Dietro la cronaca e le osservazioni ovvie e vere si nasconde il vero nodo, che è la riforma in se stessa, anche della sola legge elettorale, perché una vera riforma della Costituzione andrebbe a intaccare il potere del presidente della Repubblica, cresciuto a dismisura dal 1992 in poi, fino a farne una specie di governo-ombra che a volte sostiene e a volte contrasta il governo formale espresso dagli elettori e fiduciato dal Parlamento. Contro la prospettiva del ridimensionamento del Quirinale si costituisce uno schieramento forte, che ha colpito la riforma del centrodestra a giugno e adesso colpisce Veltroni.
Infatti, se l'obiettivo della legge elettorale è quello di produrre un governo stabile - un governo di legislatura guidato dal medesimo premier - esso non può non produrre una rivoluzione istituzionale a spese dei poteri del Capo dello Stato. Il ragionamento è lineare:
- attribuendo dagli elettori la vittoria e il premio di maggioranza al partito il cui leader diventa automaticamente presidente del Consiglio, si toglie al Quirinale il potere di designare il capo del governo;
- questo primo ministro deve avere anche il potere di nominare (o di revocare) i ministri, togliendo al Quirinale il potere di negoziare la composizione del governo, ciò che avviene durante le consultazioni, e quindi di nominare i ministri «su proposta del presidente del Consiglio»;
- un tale primo ministro deve avere anche il potere di sciogliere anticipatamente le Camere, altrimenti i due poteri precedenti non avrebbero senso, ma con ciò si priverebbe il Quirinale di quello che è il suo massimo potere.
In sostanza, quindi, una vera riforma, sia elettorale sia più ampiamente costituzionale, deve passare per un forte ridimensionamento dei poteri del Quirinale.

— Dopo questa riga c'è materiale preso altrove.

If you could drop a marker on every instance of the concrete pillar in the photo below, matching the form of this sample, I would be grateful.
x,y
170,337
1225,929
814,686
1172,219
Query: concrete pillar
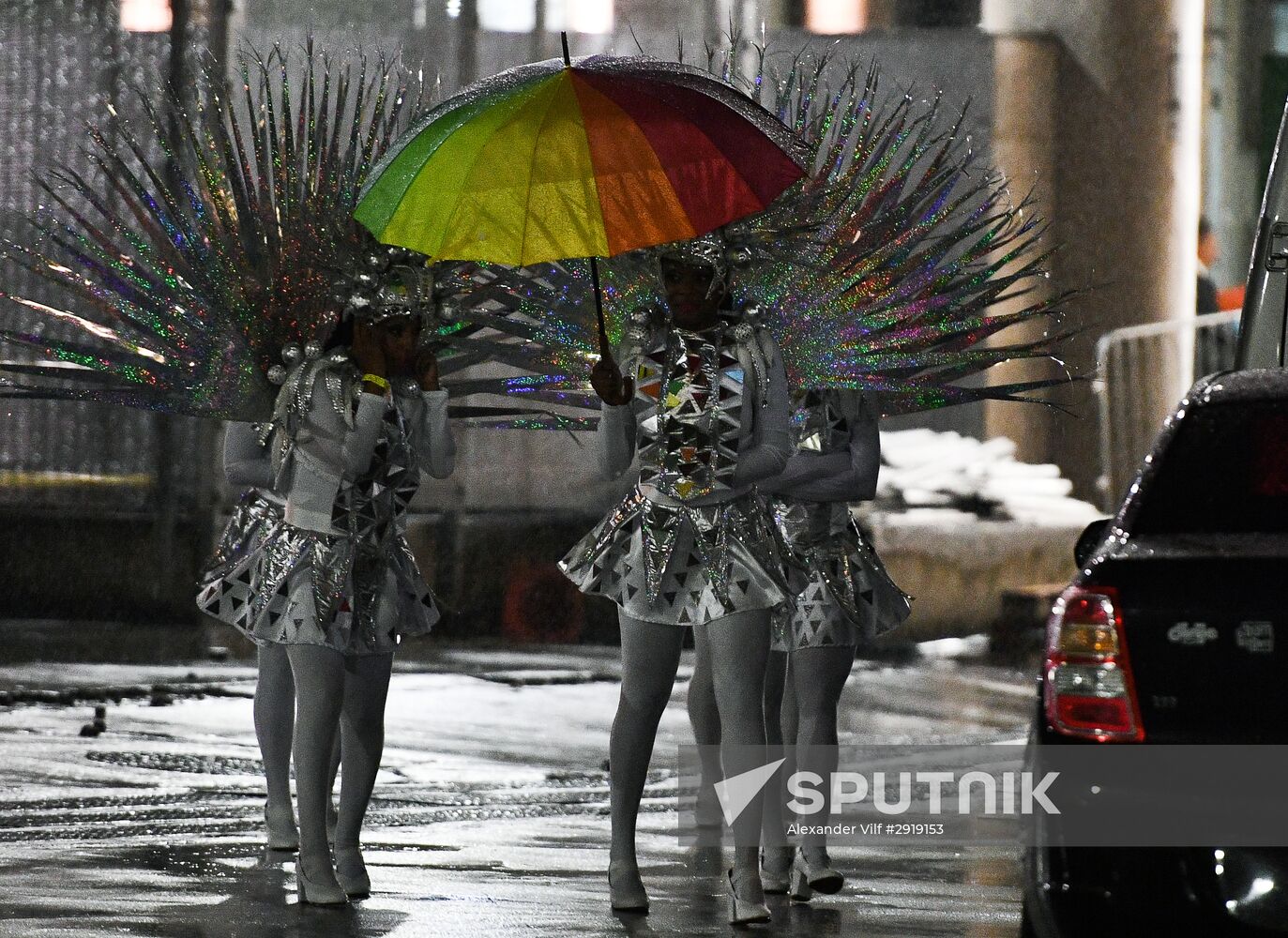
x,y
1125,189
1026,75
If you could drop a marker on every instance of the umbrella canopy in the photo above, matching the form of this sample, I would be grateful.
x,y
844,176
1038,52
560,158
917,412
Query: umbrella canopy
x,y
586,159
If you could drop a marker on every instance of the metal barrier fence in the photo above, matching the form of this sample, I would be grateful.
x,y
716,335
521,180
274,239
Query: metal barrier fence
x,y
1133,402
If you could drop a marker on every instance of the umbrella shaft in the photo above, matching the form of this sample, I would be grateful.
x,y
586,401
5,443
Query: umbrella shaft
x,y
599,307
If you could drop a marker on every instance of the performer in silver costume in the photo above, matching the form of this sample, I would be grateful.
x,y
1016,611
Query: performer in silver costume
x,y
254,296
706,411
224,593
848,602
337,583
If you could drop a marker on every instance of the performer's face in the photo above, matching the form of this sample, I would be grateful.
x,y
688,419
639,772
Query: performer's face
x,y
400,334
691,292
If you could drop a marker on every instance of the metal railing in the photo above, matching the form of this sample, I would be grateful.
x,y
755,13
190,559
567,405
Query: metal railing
x,y
1135,392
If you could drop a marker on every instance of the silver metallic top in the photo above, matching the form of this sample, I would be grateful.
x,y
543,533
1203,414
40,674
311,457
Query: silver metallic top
x,y
708,419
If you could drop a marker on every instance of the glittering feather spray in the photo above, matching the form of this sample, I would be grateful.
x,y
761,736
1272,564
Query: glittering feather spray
x,y
213,240
891,268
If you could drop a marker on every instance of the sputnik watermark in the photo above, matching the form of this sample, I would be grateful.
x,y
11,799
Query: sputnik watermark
x,y
1008,793
990,793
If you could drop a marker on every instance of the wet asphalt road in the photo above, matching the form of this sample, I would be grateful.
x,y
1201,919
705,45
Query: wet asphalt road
x,y
489,820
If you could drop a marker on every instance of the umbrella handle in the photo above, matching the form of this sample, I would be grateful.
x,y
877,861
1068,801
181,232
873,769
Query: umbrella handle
x,y
599,310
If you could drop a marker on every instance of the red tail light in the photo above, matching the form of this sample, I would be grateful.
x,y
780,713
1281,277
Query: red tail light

È contro questa prospettiva che si forma una opposizione trasversale che non solo comprende segmenti dei partiti politici, i cui leader non contestano il potere del Quirinale purché questo sia dalla loro parte, ma si estende alle altre istituzioni che, in modo diretto o indiretto, hanno come referente la presidenza della Repubblica: dalla Corte costituzionale alla Corte dei conti, dal Consiglio superiore della magistratura alla Banca d'Italia, dai sindacati (coautori della Finanziaria e veri padroni della finanza pubblica) a tutti gli alti gradi della Pubblica amministrazione, cioè il vero e proprio establishment.
Ecco perché la proposta di Veltroni ha suscitato quella forte reazione nell'ambito di quella parte «istituzionale», vecchia o nuova, del centrosinistra, che dal 1992 in poi ha sempre avuto nel Quirinale un sicuro punto d'appoggio e che trova qualche sponda anche nel centrodestra. Questo spiega perché non si riesca a passare dalla Prima alla Seconda Repubblica.